Ancak yaklaşık on yılı geçen süreç içerisinde şimdiye kadar 5-6 tane “Kürt açılımı, demokratik açılım, çözüm, barış süreci“ vb adlarıyla gerçekleştirilen konseptlerin istisnasız hepsi bizzat uluslararası emperyalist sermaye sistemlerinin güdümünde ve onun stratejik uşağı tekçi  faşist Türk devletinin tasfiye amaçlı projeleri olarak ortak bir özellik taşımakta ve amaçlamaktadır. Mevcut süreçteki devam eden adına “eve dönüş“ vs ne denirse densin, silahlı ve radikal güçlerin tasfiye edilerek Kürt Ulusal Hareketi‘nin belinin bükülmesi amaçlanmaktadır. Yüz yılların teorik ve pratik tecrübesiyle tarihsel, nesnel, temel, somut ve güncel sorunlar ve yaşananlara yönelik özel mülk sistemleri ve kurulu düzenleri gerçek anlamda çözümsüzlükler üretti. Zira tüm haksızlıkların, tekçiliğin, inkarın ve imhanın, tasfiye saldırılarının bizzat yaratıcısı emperyalizm ve onun stratejik uşağı Türk devletinin ta kendisidir. Dolayısıyla çözümsüzlüğün bizzat kaynağı ve üretenden “iyileşme, demokratikleşme, ilerleme, çözüm“ vb beklemek son derece önemli bir ideolojik politik kırılma, çizgi ve yönelim içerisinde olunduğunu göstermektedir. Her türlü manipülasyona karşı Türkiye- Kuzey Kürdistan halk kitleleri, daha fazla uyanık olmalı ve tasfiye politikalarına kanmamalıdır. Tasfiyenin tasfiye edilmesi için bütün algı yönetimlerine ve manipülasyonlara karşı tüm ilerici, yurtsever, devrimci ve komünist güçlerin merkezi birleşik irade ve eylem birliği temelinde örgütlenmesi, mücadele etmesi, köklü ve bütünlüklü politik iktidar mücadelede daha fazla yoğunlaşarak proletarya ve emekçilerin doğrudan iktidarının tesis edilmesine yönelik doğru temelde harekete geçilmesi gerekmektedir. Türkiye-Kuzey Kürdistan’da emperyalizm, ona yarı-sömürge bağımlı nitelikteki komprador tekelci kapitalizmin faşizm ve her türlü gericiliğe karşı doğru ve bilimsel temelde somutlayıp güncelleştirip, Sosyalist Halk Savaşı stratejisi eksenli mücadele bayrağını yükseltelim.             

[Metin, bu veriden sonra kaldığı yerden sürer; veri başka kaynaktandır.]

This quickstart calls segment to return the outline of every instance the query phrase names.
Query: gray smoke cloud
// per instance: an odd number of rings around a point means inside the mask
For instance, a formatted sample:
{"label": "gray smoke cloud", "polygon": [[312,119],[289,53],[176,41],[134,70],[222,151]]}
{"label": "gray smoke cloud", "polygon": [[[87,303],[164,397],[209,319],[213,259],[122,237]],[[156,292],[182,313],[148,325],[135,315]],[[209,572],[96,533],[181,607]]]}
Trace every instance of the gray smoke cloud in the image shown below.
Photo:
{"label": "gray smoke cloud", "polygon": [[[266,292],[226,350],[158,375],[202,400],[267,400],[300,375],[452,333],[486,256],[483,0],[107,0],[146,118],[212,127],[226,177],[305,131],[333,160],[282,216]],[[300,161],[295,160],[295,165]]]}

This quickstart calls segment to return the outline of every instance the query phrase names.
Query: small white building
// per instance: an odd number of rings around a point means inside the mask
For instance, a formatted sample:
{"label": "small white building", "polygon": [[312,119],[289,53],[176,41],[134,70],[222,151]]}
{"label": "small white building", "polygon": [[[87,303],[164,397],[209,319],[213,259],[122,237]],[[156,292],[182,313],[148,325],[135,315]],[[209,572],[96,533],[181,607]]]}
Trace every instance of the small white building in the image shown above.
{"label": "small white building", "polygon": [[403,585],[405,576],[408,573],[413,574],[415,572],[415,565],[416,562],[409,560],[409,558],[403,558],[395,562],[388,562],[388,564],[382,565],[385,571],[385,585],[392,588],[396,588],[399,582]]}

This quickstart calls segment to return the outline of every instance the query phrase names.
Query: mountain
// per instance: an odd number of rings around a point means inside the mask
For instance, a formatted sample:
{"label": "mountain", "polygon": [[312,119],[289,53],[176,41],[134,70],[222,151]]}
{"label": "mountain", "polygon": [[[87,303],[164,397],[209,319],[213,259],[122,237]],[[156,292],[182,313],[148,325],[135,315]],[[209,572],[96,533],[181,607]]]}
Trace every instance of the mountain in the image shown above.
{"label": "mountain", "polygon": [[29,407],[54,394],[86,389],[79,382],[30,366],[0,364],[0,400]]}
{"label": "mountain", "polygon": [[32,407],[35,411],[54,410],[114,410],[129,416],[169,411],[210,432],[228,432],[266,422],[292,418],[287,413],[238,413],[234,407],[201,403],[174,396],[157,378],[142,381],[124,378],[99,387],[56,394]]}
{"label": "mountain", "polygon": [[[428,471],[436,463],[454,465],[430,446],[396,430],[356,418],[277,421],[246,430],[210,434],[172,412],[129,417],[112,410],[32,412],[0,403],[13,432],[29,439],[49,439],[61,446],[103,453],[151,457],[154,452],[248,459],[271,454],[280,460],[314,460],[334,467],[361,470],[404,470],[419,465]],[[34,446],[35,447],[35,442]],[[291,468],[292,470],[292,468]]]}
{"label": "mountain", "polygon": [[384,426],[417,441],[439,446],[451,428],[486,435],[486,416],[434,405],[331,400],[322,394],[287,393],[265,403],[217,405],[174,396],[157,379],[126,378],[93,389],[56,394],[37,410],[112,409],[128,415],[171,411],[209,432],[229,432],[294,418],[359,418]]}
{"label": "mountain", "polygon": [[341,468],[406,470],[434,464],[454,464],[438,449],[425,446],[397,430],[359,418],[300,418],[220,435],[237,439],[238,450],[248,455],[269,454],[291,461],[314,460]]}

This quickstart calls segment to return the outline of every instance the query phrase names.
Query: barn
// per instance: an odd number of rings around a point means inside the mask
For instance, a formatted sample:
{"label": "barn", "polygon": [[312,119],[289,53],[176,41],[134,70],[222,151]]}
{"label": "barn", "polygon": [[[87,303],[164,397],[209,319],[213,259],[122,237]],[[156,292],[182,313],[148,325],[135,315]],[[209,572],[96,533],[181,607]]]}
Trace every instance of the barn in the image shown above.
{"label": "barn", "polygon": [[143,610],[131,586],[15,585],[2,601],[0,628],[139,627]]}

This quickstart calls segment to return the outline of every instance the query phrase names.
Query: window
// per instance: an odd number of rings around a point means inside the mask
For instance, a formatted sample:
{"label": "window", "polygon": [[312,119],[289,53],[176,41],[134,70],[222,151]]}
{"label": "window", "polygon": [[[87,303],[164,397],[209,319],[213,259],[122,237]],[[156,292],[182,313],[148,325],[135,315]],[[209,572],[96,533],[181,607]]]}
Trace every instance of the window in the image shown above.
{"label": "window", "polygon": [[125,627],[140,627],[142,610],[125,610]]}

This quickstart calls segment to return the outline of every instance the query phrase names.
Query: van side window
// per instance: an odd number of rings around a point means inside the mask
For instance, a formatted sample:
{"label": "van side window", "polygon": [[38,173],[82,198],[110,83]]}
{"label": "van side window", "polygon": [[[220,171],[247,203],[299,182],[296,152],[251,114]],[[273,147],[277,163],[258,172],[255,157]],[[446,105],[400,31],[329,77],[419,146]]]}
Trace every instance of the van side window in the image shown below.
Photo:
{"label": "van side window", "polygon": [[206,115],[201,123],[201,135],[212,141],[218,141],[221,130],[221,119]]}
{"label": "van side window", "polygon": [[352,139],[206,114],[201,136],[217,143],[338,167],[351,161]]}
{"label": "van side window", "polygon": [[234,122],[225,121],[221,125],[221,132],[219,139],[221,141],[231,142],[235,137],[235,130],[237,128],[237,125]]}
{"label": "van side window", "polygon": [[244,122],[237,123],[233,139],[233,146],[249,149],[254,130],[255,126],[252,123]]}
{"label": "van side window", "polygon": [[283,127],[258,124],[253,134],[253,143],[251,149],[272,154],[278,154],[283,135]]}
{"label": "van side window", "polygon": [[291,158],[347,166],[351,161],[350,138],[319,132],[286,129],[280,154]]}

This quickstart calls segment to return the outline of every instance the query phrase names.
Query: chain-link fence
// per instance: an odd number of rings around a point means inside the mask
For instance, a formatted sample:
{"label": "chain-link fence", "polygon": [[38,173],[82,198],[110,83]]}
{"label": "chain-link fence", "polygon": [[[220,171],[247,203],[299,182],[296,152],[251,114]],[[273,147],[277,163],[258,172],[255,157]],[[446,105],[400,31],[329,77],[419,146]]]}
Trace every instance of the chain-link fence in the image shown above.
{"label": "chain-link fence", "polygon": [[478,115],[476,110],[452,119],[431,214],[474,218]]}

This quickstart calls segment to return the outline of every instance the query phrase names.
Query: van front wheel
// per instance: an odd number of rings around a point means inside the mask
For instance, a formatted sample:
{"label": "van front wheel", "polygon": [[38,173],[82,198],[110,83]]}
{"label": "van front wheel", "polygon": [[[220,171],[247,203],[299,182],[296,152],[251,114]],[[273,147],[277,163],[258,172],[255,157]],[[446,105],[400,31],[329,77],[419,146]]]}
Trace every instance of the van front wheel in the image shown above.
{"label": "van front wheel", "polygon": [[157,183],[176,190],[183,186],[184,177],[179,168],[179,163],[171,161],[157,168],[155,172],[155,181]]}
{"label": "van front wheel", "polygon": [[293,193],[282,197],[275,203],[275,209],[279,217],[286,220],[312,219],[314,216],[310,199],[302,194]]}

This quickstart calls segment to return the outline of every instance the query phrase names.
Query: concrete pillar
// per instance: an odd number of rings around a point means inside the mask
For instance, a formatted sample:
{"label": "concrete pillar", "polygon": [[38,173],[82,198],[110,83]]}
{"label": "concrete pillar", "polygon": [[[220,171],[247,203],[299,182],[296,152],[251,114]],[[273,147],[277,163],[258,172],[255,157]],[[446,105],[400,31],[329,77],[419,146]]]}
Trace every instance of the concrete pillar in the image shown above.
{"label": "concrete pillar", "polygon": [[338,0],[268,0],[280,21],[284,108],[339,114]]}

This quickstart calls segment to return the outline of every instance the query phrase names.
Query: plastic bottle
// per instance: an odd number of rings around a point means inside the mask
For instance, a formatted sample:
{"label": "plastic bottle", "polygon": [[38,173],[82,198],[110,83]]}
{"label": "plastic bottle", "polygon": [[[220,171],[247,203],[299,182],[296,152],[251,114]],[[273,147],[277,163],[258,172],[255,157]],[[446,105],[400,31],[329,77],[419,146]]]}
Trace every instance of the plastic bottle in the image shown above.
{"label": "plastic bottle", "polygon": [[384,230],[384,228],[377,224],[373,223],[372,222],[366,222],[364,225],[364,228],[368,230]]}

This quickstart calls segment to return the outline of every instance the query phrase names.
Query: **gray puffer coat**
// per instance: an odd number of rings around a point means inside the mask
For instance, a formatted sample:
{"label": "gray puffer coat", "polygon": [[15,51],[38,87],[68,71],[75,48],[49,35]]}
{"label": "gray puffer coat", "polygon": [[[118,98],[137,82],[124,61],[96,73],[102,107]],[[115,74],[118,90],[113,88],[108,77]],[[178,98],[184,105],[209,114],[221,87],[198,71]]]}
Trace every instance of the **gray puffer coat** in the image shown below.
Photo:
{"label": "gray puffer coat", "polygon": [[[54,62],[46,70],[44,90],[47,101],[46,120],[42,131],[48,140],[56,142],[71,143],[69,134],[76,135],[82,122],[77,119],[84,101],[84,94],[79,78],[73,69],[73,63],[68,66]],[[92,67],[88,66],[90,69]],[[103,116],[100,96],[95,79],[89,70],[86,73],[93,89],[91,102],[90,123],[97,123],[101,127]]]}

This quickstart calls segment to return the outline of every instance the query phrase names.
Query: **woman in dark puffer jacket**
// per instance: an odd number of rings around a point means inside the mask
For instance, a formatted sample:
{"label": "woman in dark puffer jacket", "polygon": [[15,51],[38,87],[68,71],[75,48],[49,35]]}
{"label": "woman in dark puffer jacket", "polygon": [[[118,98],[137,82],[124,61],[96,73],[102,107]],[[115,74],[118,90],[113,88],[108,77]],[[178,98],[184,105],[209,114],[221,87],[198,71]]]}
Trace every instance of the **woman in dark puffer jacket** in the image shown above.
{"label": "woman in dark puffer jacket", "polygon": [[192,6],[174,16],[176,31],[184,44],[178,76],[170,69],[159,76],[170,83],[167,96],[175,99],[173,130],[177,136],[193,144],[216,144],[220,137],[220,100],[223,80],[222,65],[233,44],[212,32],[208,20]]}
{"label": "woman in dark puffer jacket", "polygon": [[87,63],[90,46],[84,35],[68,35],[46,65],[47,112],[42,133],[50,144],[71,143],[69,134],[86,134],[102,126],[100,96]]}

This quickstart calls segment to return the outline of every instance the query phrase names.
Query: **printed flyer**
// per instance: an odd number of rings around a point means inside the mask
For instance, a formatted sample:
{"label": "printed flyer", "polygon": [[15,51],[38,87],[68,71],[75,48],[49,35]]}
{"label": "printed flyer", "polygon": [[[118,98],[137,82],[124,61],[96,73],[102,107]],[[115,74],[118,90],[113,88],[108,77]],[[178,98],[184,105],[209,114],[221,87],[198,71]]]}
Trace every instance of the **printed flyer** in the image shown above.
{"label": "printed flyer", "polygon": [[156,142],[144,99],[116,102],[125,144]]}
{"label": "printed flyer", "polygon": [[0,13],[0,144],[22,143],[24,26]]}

Eğer ortada evine dönmesi gereken birileri varsa küresel emperyalist hegemonyanın güdümünde tam da Kuzey Kürdistan’ı işgal ve ilhak ederek Kürt ulusunun kendi kaderini tayin hakkını zor ve şiddetle elinden alıp, son derece demokratik ve meşru iradesinin yok sayan faşist Türk devleti ve onun yukarıdan aşağıya faşist ordusu-polisi-valisi-kaymakamı-mahkemesi- vb vd temel kurum ve kuruluşlarıyla işgalci ve ilhakçı tüm güçleri ve kurumsal mekanizmalarıdır. Kürt ulusunun, demoktratik ve meşru kendi kaderini tayin etme hakkı temelinde faşist Türk devletinin tüm güçlerine karşı direnişi, mücadelesi ve savaşı son derece demokratik-meşru ve zorunlu bir hakkıdır. Kürt ulusunun faşist Türk devletine karşı isyan etmesi de son derece meşrudur ve yerindedir.               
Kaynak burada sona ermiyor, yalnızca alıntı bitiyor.